The construction of the Main Trunk railway provided the initial impetus to the settlement of the region. Europeans, especially missionaries, had appeared on the fringes of the region in the earliest period of settlement. The Wesleyans were established at Kawhia Harbour in 1834 and at Arapae (near Piopio) in 1843, and at this period prosperous Maori farms were established north of Otorohanga. As a result of the Maori Wars, most of this prosperity was destroyed and in 1864 the boundaries of the King Country were drawn, prohibiting white settlement south of Te Awamutu. The prohibition was lifted in 1885 and two years later Te Kuiti became the railhead. From that time until after the First World War, European settlement pushed southwards, eventually linking with pioneer farms established along the Main Trunk in the valley of the Rangitikei and towards Ohakune and with those which had been established along the Stratford-Whangamomona route.

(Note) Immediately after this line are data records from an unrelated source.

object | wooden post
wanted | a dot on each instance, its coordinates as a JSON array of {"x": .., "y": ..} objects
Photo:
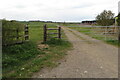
[
  {"x": 17, "y": 35},
  {"x": 59, "y": 32},
  {"x": 45, "y": 32},
  {"x": 26, "y": 33}
]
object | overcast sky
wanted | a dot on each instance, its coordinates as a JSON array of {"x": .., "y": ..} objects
[{"x": 55, "y": 10}]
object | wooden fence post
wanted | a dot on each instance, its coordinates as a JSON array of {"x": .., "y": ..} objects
[
  {"x": 59, "y": 32},
  {"x": 17, "y": 36},
  {"x": 45, "y": 32},
  {"x": 26, "y": 33}
]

In 1911, three years after the completion of the Main Trunk, the total population numbered only 15,043 and Te Kuiti and Taumarunui each had few more than 1,000 people. By 1936 the population had doubled, both in the rural and in urban areas, but in the following 15 years the rural population increased by only 167 persons. These general figures obscure a number of divergent trends. The population of the dairying areas, as represented by Otorohanga County, continued to increase (by 700 persons) and the more favoured ridings of Clifton County increased slightly or maintained their population. In Waitomo County the population of the Tangitu riding increased by 633, the Mahoenui riding by 190, whilst the population of the Aria and Awakino ridings decreased by 268 and 305. The total population, both of Ohura and of Whangamomona counties, fell by 273 and 500. It was in Whangamomona that the most spectacular and therefore the most memorable setbacks to pioneering ambitions occurred, as is evidenced by the case of Aotuhia.